O promotor da Vara do Tribunal do Júri de Florianópolis, Wilson Paulo Mendonça Neto, devolveu à Delegacia de Homicídios o inquérito policial para novas diligências sobre o fuzilamento de três suspeitos no bairro Saco Grande, nas proximidades de um shopping, pela Polícia Militar. Segundo informações, os PMs teriam disparado 195 tiros de fuzil e metralhadora contra o carro onde estavam o foragido da Penitenciária de São Pedro de Alcântara, Patrick do Nascimento, integrante da facção criminosa Primeiro Grupo Catarinense, o PGC, e outros dois jovens que não tinham passagens policiais. O confronto ocorreu na noite de 15 de fevereiro.

A ocorrência começou com um assalto no bairro Cacupé, praticado por Patrick. Na tentativa de escapar da polícia, ele fugiu para um matagal nas imediações. Mais tarde, por volta das 22h, Wyster Taylor Ribeiro da Silveira e Tairo Martins Fernandes, foram de carro no local onde estava o comparsa, para resgatá-lo.

No retorno, na rodovia Virgílio Várzea, o trio encontrou uma viatura do Pelotão de Patrulhamento Tático. O motorista não teria obedecido a ordem de parar e um dos ocupantes do carro deu um tiro em direção à guarnição, acertando sem gravidade o braço de um policial militar. Houve revide e os PMs fuzilaram o carro com os ocupantes.
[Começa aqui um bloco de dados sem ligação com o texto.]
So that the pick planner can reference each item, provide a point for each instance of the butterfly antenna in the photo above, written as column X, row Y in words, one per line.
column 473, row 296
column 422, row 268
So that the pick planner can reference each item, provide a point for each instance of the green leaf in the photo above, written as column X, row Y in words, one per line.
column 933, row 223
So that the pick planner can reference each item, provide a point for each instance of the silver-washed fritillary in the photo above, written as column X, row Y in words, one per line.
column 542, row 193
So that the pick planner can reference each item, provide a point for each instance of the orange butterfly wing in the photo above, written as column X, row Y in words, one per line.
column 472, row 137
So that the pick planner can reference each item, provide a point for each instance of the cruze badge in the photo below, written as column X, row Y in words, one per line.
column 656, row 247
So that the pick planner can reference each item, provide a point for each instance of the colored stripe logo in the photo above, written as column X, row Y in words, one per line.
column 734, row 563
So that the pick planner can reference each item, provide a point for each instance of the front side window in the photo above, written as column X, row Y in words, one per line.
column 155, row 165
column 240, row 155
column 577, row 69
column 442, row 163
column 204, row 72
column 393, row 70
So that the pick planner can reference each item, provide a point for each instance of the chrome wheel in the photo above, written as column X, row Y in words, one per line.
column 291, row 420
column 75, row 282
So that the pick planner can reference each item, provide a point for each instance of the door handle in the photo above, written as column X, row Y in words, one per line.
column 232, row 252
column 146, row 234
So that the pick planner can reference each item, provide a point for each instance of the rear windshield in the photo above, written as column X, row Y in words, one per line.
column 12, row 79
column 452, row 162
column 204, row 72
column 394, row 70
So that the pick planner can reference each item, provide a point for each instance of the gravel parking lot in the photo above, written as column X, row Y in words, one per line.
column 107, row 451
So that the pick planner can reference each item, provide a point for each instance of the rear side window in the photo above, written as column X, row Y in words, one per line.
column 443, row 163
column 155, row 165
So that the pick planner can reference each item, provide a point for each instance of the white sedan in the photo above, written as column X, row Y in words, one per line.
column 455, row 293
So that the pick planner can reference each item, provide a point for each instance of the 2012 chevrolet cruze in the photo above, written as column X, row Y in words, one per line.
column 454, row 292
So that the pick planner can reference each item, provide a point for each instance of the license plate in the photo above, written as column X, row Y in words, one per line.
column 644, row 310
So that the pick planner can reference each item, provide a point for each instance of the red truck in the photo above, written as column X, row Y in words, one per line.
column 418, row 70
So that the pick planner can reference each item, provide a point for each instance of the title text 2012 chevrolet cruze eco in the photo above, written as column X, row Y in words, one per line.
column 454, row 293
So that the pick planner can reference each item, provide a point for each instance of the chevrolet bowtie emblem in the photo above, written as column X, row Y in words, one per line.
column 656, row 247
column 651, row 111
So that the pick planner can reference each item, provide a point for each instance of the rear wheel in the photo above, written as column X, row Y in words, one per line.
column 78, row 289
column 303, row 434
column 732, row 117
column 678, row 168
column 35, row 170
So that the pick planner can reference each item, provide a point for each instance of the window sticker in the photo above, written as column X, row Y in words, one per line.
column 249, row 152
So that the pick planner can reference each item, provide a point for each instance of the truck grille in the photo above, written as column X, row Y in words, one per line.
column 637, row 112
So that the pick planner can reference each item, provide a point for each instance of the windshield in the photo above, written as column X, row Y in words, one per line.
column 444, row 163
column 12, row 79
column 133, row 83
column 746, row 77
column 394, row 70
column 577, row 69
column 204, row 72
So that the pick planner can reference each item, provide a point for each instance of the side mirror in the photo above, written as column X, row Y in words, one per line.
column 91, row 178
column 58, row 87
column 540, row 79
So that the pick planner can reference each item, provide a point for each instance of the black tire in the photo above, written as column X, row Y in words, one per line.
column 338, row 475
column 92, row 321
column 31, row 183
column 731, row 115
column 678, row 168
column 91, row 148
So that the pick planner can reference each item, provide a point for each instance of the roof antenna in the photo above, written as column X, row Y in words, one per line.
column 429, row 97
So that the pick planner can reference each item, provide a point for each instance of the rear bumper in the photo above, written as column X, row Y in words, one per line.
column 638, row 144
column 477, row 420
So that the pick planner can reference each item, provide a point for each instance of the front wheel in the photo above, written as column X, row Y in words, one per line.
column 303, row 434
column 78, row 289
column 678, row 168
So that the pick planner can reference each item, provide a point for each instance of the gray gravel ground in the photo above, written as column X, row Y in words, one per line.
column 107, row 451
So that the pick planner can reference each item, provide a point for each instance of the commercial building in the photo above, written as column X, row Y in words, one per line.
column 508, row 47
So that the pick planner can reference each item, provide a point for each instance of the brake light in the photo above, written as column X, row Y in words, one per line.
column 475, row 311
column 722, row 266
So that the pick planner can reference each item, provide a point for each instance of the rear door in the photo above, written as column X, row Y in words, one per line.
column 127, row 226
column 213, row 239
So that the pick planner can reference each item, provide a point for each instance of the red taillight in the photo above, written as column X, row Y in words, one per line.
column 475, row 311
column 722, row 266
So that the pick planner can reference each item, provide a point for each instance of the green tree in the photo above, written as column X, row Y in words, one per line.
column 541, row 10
A intenção do promotor de justiça é saber as circunstâncias do confronto, se havia necessidade para tantos tiros, a distância entre a viatura e o carro dos suspeitos, a posição dos atiradores e o número de viaturas que estavam na ocorrência.

Além disso, o promotor também pediu o inquérito policial militar para confrontar com o inquérito feito pela Polícia Civil. Não está descartada a possibilidade de o promotor Wilson solicitar ao Instituto Geral de Perícia e a Polícia Civil a reconstituição do crime.